The European
Space Agency (ESA) is a multinational
organization formed to develop space technology and to conduct
research. ESA members are Austria, Belgium, Denmark, Finland, France, Germany, Ireland, Italy, the Netherlands, Norway, Spain, Sweden, Switzerland, and the United Kingdom. Canada participates with observer status. ESA came into legal existence in 1980 when the decision to merge the European Space Research Organization (established in 1962) and the European Launcher Development Organization (1964) was ratified. Each member determines its own contribution and the
projects it supports, and no member undertakes a project without inviting ESA to take part. ESA issues contracts on a pro rata basis.Major facilities of ESA are its headquarters in Paris; the European Space Research and Technology Center (ESTEC) at Noordwijk, the Netherlands; the European Space Operations Center (ESOC) for
satellite control in Darmstadt, Germany; the European Space Research Institute and the Space Documentation service (ESRIN) at Frascati, Italy; the European Astronaut Center (EAC) at Cologne, Germany; two European Space Range sounding rocket launch stations in Norway and Sweden; the Meteorological Program Office in Toulon, France; and tracking stations in Belgium, Germany, Italy, and Spain.Most ESA space payloads are launched by Ariane rockets from a pad at Kourou, French Guiana.

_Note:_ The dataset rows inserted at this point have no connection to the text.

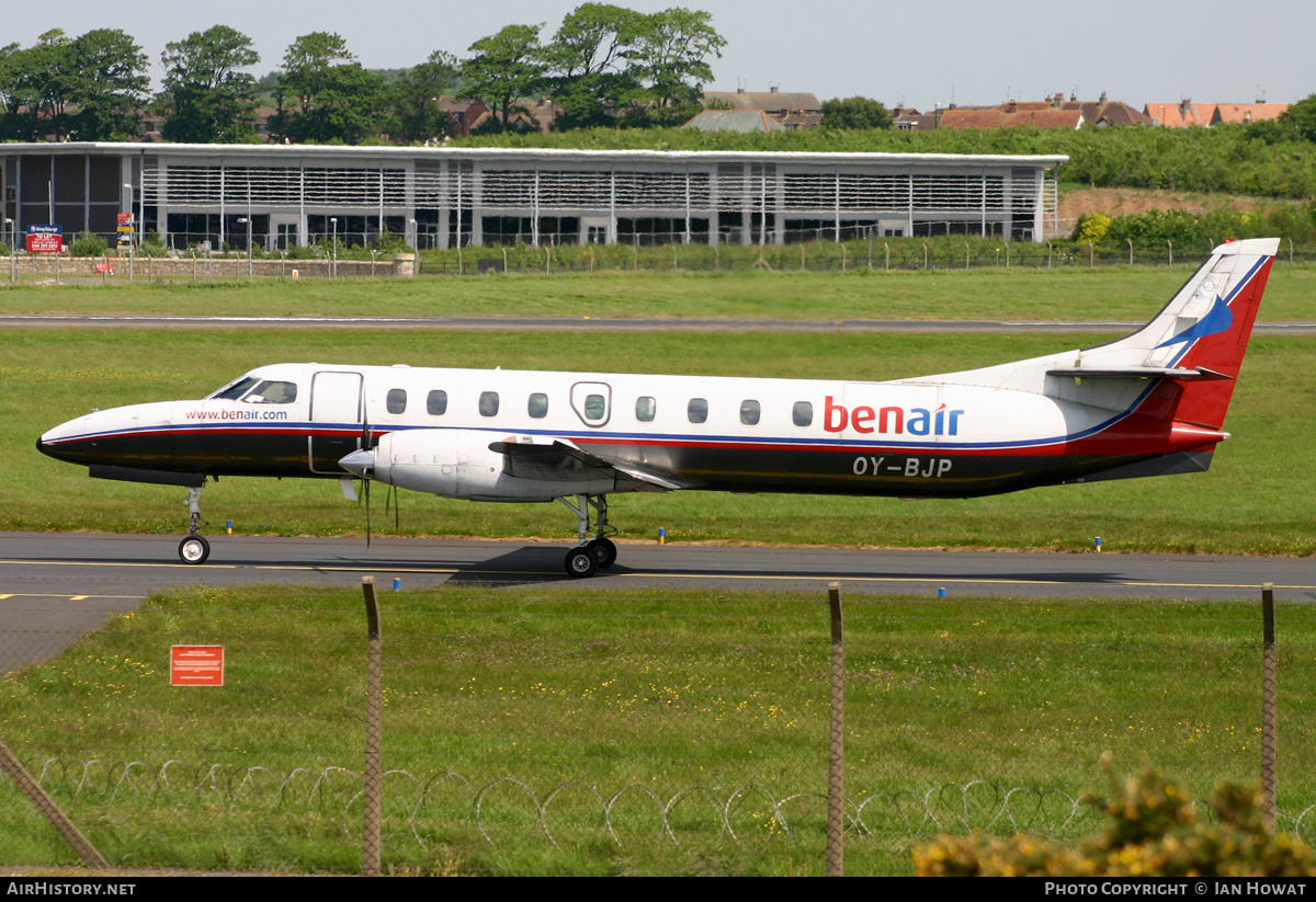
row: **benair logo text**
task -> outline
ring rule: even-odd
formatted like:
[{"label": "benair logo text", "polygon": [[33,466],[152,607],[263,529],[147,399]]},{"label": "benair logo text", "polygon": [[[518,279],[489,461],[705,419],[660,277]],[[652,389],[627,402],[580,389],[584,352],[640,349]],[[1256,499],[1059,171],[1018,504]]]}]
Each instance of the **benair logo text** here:
[{"label": "benair logo text", "polygon": [[958,435],[959,417],[963,410],[946,410],[942,404],[936,410],[926,408],[855,408],[848,410],[845,405],[836,404],[828,394],[822,402],[822,429],[829,433],[844,433],[846,427],[869,435],[870,433],[883,433],[900,435]]}]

Besides producing communications, geophysics, and astronomy satellites, ESA owns and operates Spacelab, a workshop that has been flown several times on NASA's Space Shuttle. In 1985, ESA sent the spacecraft Giotto toward a successful flyby of Halley's comet. In the 1990s, it had to cancel projects such as Hermes, a space plane, but it developed the large booster rocket Ariane 5. It continues to upgrade its reusable science satellite, Eureca (European Retrievable Carrier), and a Crew Transfer Vehicle for use with the future NASA space station.